Balloon Test…Are You Serious?

Posted on July 11, 2012


Last week I read about how a new proposed hospital in Florida concerned some citizens. Basically, the residents of part of Winter Garden, FL want to know how a proposed 60 acre facility design would impact their neighborhood, particularly how height, noise, safety—the usual concerns—will impact their living environment.

In an effort to appease the surrounding neighborhoods of the new hospital development the owner, Florida Hospital, is arranging a “balloon test” to show residents how tall the hospital will be.  According to the article:

[City Manager Michael] Bollhoefer told the commission last Thursday that a balloon test will be performed for local residents in which a large inflatable standing several stories tall will be blown up to demonstrate the possible heights of the health care center.

Some may find this creative, a good faith effort.  I find it absurd.  In this year 2012, the best a hospital can do to show a community what its new hospital will look and feel like is a balloonReally?

Most individuals are not visual thinkers.  In other words, comprehending the look, feel and scale of space is difficult.  Even for those in the design and construction field, it is not easy. So how is a balloon, even if it was the most advanced and amazing balloon ever designed, going to communicate that?

The truth is many healthcare administrators and practitioners have trouble understanding space and how a design will perform for them.  This is one reason simulation is so important.

Today, owners have so many valuable tools at their disposal to showcase a future design.  Architects can develop 3D models, virtual or physical, that include adjacent neighborhoods and show scale, heights, windows, colors.  Light studies that show how shadows will travel and fall across the immediate surrounding area can be shown.  Acousticians can simulate ambulance and helicopter noise.  Visualization of traffic studies can show how cars and pedestrians will need to navigate the new roads.

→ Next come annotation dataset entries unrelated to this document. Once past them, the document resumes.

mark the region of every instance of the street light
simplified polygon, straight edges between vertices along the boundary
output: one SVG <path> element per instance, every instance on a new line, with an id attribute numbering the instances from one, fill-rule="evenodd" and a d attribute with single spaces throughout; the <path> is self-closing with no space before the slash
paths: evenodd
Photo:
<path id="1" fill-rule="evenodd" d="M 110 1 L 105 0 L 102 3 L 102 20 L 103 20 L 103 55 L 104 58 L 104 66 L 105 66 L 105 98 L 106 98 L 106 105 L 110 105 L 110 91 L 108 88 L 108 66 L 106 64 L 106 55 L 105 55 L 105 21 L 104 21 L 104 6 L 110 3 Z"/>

With more dollars and more time, there are even virtual reality capabilities that can allow people to synthetically experience the new hospital. 

It is embarrassing and stingy to use such primitive technology to attempt to convey something as complex as a new building.  The conspiracy theorist in me feels there must be something worth hiding in the new development, something that better visualization tools would bring to light if demanded by the community.  A quote from author, comedian and social critic Baratunde Thurston comes to mind:  “It’s irresponsible not to use the tools of today.”

Hospitals are ploughing millions of dollars into information technology (IT) upgrades right now.  Thus, they recognize the power and value of technology.  Put the slide rules away and use it.